Die laut Polizeiangaben rund 250 Teilnehmer zogen mit Sprechchören wie „Amberg, Amberg, Nazi-Stadt, wir haben dich zum Kotzen satt“ vom Paulanerplatz über Altstadtring und Malteserplatz zur Abschlusskundgebung auf dem Marktplatz. Zwischenkundgebungen gab es vor der CSU-Geschäftsstelle in der Schlachthausstraße sowie im Englischen Garten.

Dort übergab „Ver.di“-Bezirksvorsitzender Manfred Hellwig eine Gedenktafel an die Stadt, die an Klaus Peter Beer erinnern soll. Beer war nach Angaben der Gewerkschaft vor 15 Jahren, am 7. September 1995, von zwei Amberger Neonazis bewusstlos geschlagen und in die Vils geworfen worden, wo er ertrank. Der Grund für seine Ermordung sei alleine seine Homosexualität gewesen, und dass „er nicht in das faschistische Weltbild seiner Mörder passte“. Die Stadt Amberg habe sich bis heute nicht mit diesem Ereignis auseinandergesetzt, hieß es vonseiten der Gewerkschaft. Die Gedenktafel wurde auf dem Geländer des Vilssteges angebracht.

Im Vorfeld der Demonstration hatte es Befürchtungen gegeben, dass es zu Zusammenstößen mit Rechtsextremen kommen könnte. Nach Informationen der Mittelbayerischen Zeitung hielten sich auch um die 30 Rechte in der Stadt auf. Der rund zweieinhalbstündige Demonstrationszug durch die Stadt verlief allerdings weitestgehend störungsfrei. Die Polizei berichtet lediglich von einem kleinen Zwischenfall, als auf dem Kaiser-Wilhelm-Ring, Höhe Kugelbühlstraße, eine Gruppe Rechter in der Nähe des Zuges auftauchte. Den Polizeikräften sei es allerdings gelungen, an dieser Stelle ein direktes Aufeinandertreffen beider Gruppen zu verhindern und die Versammlungsteilnehmer zur Fortsetzung des Zuges zu bewegen.
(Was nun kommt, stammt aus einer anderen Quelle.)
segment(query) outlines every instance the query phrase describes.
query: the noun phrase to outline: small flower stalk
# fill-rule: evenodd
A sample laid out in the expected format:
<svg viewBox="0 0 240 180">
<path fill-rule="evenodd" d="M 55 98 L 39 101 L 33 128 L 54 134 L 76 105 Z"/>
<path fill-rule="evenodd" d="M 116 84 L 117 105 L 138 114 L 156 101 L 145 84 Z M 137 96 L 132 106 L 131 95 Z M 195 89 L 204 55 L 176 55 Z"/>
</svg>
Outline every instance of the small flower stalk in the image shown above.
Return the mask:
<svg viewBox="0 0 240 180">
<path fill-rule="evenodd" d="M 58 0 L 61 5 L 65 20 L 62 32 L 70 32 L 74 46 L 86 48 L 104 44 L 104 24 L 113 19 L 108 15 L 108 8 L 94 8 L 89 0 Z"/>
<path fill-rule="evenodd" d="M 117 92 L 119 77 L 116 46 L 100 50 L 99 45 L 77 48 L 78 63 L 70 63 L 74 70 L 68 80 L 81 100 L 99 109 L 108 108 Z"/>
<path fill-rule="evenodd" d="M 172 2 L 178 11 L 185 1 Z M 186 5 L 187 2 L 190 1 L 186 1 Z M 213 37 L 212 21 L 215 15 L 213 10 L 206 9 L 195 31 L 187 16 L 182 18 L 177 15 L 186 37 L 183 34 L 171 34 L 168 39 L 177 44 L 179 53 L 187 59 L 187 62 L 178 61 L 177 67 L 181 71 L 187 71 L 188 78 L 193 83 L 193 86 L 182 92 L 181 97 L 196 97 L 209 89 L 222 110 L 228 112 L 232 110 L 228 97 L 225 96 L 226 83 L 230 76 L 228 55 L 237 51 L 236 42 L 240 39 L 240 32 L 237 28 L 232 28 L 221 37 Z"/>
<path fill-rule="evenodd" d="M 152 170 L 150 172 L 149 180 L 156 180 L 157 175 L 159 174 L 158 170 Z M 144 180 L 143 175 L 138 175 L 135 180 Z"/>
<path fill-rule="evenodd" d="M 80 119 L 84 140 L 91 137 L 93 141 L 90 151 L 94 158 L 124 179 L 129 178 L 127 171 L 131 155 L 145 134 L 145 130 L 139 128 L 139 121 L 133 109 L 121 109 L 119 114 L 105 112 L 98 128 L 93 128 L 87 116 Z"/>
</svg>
Bei dieser Aktion ist ein Polizeibeamter durch den Wurf eines Feuerzeuges leicht verletzt worden, wie es im Polizeibericht heißt. Würfe von Eiern und einem Feuerwerkskörper hätten hingegen zu keinen Schäden bzw. keinen Verletzungen geführt. Die Polizei hatte während der ganzen Veranstaltung zwar deutliche Präsenz gezeigt, aber auch zurückhaltend reagiert. Sogenannte „Seitentransparente“, obwohl eigentlich nicht zugelassen, wurden von den Einsatzkräften toleriert – selbst dann, als die Demo-Teilnehmer einer Aufforderung, sie wegzunehmen, nicht nachkamen.

Während des Demonstrationszuges wurde der fließende Verkehr um die Altstadt durch kurzzeitige Absperrmaßnahmen eingeschränkt. Die Abschlusskundgebung auf dem Marktplatz, auf der noch einmal der Vorwurf an Politik und Polizei in Amberg erhoben wurde, sie würden rechte Umtriebe in der Stadt ignorieren bzw. herunter spielen, verlief ohne Zwischenfälle. Und auch bei der Abwanderung der Teilnehmer nach der Veranstaltung ging reibungslos vonstatten.